Food is infinitely more complicated. For a start it is a biological process. It combines energy from the sun, water and nutrients to drive the biochemical processes that capture that energy to build the complex carbohydrates on which the entire food web depends. This involves the carbon, water and nitrogen cycles, soil health, biodiversity and other interactions with nature such as pests, weather, and decay. And that is just the process of producing food in the first place. We then need to consider the processing of food, distribution and storage, and the retail, delivery and consumption.

Energy and transport are analogous to the blood supply in the human body, the nervous system, or the skeleton-muscular framework that enables us to move about. Food involves the social interaction of a whole network of different animals all with their own internal complex of venous, nervous and skeleton-muscular systems.

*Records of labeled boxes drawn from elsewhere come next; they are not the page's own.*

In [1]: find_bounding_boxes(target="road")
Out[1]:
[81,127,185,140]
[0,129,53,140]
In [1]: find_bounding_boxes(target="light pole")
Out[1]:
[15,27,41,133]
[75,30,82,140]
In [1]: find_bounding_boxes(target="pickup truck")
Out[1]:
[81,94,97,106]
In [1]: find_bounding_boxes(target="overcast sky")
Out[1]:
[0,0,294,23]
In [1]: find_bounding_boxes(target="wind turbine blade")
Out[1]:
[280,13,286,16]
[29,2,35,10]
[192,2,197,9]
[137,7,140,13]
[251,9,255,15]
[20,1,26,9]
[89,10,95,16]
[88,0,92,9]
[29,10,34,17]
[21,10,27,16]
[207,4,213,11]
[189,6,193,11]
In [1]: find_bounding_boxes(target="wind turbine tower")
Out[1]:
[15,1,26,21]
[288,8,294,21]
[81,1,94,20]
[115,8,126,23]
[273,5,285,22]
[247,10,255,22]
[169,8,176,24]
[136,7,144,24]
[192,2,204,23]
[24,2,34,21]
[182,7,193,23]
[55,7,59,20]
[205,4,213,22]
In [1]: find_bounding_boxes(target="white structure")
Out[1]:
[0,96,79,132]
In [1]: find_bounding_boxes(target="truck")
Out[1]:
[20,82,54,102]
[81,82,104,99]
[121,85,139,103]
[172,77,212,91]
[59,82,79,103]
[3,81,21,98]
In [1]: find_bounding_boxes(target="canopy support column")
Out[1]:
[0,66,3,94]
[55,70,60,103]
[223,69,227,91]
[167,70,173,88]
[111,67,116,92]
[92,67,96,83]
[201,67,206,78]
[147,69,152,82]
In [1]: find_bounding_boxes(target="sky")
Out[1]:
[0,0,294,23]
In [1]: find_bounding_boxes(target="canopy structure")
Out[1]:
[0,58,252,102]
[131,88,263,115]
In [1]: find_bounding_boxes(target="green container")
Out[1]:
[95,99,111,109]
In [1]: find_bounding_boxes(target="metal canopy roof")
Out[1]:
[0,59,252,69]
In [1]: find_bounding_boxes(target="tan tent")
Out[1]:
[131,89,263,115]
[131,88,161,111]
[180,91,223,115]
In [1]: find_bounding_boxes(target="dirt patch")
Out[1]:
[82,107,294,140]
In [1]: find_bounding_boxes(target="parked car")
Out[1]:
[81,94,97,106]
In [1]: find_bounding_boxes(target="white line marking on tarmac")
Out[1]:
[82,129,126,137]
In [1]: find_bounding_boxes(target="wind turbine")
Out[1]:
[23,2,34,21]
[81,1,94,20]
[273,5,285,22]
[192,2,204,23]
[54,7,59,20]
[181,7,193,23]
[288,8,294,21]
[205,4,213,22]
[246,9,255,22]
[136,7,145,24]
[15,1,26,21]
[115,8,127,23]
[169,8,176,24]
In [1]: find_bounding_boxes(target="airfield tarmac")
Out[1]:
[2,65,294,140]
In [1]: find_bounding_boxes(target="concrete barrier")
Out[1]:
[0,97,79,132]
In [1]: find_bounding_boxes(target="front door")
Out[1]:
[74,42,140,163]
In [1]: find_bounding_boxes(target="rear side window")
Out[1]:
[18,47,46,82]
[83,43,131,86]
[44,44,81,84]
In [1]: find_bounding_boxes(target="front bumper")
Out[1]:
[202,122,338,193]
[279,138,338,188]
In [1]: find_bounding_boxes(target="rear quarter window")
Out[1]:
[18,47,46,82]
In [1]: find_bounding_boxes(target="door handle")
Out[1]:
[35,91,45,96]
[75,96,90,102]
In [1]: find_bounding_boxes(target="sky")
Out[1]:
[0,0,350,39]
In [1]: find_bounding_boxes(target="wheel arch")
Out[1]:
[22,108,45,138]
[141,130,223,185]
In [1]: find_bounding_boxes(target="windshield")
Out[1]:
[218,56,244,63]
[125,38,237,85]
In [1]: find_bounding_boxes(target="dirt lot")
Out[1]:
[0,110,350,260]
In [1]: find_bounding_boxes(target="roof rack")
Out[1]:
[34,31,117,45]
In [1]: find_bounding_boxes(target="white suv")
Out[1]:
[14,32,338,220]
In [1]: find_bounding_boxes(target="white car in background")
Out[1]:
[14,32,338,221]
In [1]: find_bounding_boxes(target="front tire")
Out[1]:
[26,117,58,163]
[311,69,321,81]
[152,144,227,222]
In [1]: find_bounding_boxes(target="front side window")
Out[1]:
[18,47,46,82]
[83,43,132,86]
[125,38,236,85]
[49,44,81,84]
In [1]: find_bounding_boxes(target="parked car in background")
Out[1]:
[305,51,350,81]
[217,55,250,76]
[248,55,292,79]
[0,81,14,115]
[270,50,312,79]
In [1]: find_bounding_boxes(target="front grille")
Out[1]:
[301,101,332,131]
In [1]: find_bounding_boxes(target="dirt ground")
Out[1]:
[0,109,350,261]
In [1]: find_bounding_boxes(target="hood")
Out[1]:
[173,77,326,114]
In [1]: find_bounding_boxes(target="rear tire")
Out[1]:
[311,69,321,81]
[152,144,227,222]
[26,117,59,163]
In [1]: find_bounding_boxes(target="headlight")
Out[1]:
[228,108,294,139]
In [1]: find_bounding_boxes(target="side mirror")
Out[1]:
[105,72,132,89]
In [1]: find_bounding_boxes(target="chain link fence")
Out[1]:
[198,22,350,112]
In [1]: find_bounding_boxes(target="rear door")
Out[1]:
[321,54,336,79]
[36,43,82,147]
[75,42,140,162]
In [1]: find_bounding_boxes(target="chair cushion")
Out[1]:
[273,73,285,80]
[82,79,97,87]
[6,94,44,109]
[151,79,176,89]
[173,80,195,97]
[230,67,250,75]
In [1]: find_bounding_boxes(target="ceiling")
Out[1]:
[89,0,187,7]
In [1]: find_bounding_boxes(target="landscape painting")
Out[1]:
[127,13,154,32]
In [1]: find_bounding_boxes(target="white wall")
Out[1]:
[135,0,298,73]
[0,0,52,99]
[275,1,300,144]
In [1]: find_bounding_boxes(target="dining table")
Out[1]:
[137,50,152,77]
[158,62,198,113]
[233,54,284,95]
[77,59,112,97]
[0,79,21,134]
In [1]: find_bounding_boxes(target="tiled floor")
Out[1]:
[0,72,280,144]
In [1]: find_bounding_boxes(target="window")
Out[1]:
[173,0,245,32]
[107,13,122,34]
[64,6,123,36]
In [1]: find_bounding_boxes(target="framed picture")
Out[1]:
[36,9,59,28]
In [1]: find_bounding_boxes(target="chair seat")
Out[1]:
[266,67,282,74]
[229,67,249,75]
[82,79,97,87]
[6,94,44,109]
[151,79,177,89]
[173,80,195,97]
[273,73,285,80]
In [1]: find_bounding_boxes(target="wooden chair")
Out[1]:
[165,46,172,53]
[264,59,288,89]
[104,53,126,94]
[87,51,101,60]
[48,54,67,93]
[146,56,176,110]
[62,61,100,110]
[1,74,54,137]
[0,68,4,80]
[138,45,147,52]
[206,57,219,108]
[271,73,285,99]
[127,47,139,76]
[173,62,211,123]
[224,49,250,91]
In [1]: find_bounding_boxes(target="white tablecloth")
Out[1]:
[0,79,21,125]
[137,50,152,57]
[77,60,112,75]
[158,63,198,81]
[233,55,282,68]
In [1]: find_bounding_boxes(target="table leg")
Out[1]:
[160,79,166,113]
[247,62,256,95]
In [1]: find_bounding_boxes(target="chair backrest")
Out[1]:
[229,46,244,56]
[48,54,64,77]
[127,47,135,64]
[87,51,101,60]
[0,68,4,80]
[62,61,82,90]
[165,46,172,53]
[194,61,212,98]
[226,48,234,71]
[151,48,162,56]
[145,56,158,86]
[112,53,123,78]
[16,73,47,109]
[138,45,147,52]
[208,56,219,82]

We only eat a small amount of the plants and animals that we breed and grow as food. We waste food on the farm, during processing, distribution, retail and at home. Not only do we throw away the energy and resources that went into the food at each of those stages, but that waste produces its own emissions and has an impact on other global systems. Food is complex.

It seems amazing that we look at the towering cities around us, brightly lit, humming with energy, buzzing with movement but the stuff that we eat still uses as many resources as the built environment. One of the best demonstrations of the amount of energy it takes to power the human body is the film made by students in Stockholm showing an Olympic cyclist powering a toaster to toast a slice of bread. We all eat more energy than we require every day. That is not a judgmental statement, it is a scientific fact: if we did not, we would die. It is little wonder, then, that the industrial agricultural complex has produced around five times the emissions of the industrial military complex in recent decades.

The role of industry in this statement is important. There were large cities of hundreds of thousands of people in the past that did not rely on agriculture to feed them. They fed themselves internally, growing food communally in common spaces and keeping birds and animals on roof tops and balconies, allowing milking cows to wander the streets. Our addiction to convenience and comfort has created the complex system that is the current food supply and our preference for the tastiest sweetest part of the plant and animal has created the vast fields of waste that results.

By applying the simple formula of converting our homes from nodes of consumption into hubs of production we can start the process of reversing this ridiculous, wasteful, poisonous food system into an everyday experience of sharing the simple joys of producing, preparing and eating food together. This is the fundamental premise of Your Plant, Your Planet and Your Plate, Your Planet the twin spin-offs from the book.